Mobile phone operator Vodafone Germany said Thursday a hacker had stolen the personal data of two million customers, and that a suspect had been identified.
"This attack could only be carried out with high criminal intent and insider knowledge and was launched deep inside the IT infrastructure of the company," Vodafone Deutschland said.
The stolen data included customers' names, gender, birthdates and addresses as well as their bank account and branch numbers, but not their mobile phone numbers, passwords, PIN numbers or credit card details, it said.
This meant that the cyber-criminal had netted insufficient data to access clients' bank accounts, said the company, a subsidiary of the British telecom provider of the same name.
It warned however of the risk of so-called "phishing" attacks in which fake emails try to trick customers into revealing their passwords.
"Vodafone deeply regrets the incident and apologises to all those affected," it added in a statement.

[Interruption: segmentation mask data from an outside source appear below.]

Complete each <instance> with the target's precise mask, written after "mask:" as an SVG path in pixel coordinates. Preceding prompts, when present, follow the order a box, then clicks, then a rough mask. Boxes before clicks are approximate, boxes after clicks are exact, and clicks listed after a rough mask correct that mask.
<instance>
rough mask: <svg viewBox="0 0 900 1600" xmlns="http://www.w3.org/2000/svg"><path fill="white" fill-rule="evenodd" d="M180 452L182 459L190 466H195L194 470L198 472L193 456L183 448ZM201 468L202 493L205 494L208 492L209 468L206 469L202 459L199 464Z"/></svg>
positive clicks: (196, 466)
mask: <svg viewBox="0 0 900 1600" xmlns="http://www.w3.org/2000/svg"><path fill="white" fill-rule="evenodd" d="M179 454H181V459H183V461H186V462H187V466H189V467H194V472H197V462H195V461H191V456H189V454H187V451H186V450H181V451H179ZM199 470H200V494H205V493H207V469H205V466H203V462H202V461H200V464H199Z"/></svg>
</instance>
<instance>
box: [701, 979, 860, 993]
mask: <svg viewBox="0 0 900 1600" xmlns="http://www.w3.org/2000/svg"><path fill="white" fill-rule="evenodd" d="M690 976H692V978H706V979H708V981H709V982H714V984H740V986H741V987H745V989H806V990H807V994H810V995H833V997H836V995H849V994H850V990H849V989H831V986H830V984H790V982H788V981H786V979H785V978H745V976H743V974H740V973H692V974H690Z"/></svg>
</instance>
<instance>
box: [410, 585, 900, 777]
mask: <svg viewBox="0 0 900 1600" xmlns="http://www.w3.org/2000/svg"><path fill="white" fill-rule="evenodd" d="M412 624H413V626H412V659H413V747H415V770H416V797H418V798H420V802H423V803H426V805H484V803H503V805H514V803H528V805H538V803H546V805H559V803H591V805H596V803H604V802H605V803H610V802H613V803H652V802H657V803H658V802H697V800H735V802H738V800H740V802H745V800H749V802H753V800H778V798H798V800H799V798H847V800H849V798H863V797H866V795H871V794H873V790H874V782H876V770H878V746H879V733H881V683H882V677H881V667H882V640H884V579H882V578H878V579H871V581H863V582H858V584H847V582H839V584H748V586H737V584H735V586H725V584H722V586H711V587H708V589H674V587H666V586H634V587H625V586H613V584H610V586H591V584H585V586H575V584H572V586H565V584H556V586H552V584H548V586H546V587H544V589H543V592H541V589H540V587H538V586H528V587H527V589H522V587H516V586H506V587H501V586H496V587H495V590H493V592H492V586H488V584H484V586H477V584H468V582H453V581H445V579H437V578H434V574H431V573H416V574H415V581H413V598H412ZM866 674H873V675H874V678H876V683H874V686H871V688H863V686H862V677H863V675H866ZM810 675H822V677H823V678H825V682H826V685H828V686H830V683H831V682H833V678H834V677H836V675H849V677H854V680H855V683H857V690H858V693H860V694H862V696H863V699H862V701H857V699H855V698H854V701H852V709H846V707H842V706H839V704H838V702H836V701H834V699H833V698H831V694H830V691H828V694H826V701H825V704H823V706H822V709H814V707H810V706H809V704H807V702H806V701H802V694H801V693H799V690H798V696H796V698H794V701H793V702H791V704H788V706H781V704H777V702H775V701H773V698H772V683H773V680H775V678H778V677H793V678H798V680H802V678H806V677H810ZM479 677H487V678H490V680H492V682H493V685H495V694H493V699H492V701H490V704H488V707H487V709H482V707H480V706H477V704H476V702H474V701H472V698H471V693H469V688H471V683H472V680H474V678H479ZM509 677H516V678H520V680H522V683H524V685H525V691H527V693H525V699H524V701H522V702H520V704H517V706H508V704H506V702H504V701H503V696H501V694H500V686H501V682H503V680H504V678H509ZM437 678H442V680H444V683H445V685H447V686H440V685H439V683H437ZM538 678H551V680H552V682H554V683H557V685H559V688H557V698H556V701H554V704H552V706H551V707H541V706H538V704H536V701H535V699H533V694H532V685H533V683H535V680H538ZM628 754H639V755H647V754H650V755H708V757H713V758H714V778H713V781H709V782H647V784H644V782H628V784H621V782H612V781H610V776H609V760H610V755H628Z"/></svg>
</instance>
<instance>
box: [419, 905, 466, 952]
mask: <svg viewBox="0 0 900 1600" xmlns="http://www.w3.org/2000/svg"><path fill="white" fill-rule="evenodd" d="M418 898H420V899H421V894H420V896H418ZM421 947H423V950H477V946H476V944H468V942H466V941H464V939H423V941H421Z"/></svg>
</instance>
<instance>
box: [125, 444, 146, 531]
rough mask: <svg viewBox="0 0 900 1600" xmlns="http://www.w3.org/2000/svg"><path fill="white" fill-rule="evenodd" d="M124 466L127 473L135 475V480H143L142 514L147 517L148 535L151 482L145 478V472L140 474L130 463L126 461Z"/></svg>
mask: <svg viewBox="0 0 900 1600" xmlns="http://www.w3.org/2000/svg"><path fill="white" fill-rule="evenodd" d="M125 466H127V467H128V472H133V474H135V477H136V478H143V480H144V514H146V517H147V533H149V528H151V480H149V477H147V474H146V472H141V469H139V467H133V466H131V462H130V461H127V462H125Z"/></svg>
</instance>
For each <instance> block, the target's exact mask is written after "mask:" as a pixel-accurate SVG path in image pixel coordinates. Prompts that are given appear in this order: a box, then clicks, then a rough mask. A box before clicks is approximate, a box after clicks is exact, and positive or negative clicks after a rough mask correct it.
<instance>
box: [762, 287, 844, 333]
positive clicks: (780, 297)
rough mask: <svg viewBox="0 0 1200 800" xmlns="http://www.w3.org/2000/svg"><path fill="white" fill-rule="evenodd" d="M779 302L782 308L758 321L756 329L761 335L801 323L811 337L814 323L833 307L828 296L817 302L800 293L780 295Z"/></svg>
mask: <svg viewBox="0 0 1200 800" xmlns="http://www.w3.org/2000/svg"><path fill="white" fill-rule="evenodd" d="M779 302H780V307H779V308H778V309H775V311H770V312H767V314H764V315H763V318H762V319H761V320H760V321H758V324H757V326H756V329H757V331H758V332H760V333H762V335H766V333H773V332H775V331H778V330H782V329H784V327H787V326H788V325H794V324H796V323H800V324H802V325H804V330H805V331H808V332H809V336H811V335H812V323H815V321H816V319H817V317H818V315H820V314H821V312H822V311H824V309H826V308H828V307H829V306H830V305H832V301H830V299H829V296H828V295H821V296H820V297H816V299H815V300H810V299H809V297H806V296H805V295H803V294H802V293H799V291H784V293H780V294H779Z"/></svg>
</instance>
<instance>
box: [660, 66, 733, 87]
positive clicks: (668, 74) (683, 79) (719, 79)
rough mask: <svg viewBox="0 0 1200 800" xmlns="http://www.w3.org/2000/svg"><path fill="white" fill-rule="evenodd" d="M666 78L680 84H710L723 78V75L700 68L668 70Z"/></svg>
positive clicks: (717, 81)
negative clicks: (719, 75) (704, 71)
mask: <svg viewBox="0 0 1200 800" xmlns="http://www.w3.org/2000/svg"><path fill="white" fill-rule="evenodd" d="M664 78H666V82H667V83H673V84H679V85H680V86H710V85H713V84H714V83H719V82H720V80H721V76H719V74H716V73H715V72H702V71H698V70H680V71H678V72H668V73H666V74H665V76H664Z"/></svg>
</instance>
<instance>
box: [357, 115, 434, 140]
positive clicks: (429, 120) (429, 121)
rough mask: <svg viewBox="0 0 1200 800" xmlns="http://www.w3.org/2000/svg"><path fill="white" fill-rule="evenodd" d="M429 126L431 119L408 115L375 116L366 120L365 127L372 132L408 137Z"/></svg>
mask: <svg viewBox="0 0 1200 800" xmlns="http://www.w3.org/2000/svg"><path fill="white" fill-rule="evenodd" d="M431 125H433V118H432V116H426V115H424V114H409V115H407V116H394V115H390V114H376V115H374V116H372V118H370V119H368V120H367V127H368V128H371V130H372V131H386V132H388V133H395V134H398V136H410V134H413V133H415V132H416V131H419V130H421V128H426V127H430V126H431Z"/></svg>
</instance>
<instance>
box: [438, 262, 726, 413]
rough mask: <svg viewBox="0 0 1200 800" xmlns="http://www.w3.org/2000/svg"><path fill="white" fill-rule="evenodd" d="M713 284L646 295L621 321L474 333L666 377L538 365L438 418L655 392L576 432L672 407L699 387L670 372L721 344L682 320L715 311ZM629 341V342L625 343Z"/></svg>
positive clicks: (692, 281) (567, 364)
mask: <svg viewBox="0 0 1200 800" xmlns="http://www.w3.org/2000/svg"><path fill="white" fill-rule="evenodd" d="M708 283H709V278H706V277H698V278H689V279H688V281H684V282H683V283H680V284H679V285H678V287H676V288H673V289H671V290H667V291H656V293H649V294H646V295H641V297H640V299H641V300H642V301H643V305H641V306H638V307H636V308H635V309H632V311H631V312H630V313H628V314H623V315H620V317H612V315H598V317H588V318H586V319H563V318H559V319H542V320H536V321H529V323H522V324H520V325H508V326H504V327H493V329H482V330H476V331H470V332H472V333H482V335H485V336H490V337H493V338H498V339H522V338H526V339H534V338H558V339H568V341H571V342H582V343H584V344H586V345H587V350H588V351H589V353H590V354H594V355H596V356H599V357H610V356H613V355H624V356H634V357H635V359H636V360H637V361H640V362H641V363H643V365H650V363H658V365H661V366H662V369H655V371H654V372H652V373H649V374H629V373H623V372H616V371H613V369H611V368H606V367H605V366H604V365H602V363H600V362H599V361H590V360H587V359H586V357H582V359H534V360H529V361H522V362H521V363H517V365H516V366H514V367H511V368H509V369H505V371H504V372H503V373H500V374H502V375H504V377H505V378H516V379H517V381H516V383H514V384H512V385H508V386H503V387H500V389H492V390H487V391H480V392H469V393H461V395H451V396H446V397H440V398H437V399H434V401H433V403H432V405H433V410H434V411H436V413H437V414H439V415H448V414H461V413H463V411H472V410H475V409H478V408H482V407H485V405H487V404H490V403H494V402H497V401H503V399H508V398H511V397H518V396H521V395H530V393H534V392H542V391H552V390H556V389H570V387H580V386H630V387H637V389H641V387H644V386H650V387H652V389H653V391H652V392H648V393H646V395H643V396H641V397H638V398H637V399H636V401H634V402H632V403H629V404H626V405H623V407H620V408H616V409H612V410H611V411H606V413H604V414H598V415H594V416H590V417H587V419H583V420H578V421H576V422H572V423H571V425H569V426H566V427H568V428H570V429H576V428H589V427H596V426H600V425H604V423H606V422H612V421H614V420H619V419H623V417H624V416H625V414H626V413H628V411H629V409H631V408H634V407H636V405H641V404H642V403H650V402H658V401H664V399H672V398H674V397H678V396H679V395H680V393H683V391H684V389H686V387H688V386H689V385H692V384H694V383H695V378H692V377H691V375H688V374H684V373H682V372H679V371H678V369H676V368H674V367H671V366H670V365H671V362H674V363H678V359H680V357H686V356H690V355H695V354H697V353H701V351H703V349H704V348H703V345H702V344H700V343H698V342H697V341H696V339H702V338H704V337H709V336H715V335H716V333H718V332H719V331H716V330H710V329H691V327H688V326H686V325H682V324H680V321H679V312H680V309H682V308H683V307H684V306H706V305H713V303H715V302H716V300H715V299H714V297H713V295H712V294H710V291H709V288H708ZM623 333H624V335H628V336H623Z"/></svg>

Only customers within Germany had been affected and would be contacted by mail. The company did not say when the attack had taken place.
Vodafone Germany said it had discovered the attack, stopped it and reported it to authorities but initially been asked not to make it public so as not to endanger a police investigation.
"They have now identified a suspect and searched his home," said the company.
"In coordination with the authorities, Vodafone Germany is now fully informing all affected persons and supporting them in avoiding possible adverse effects."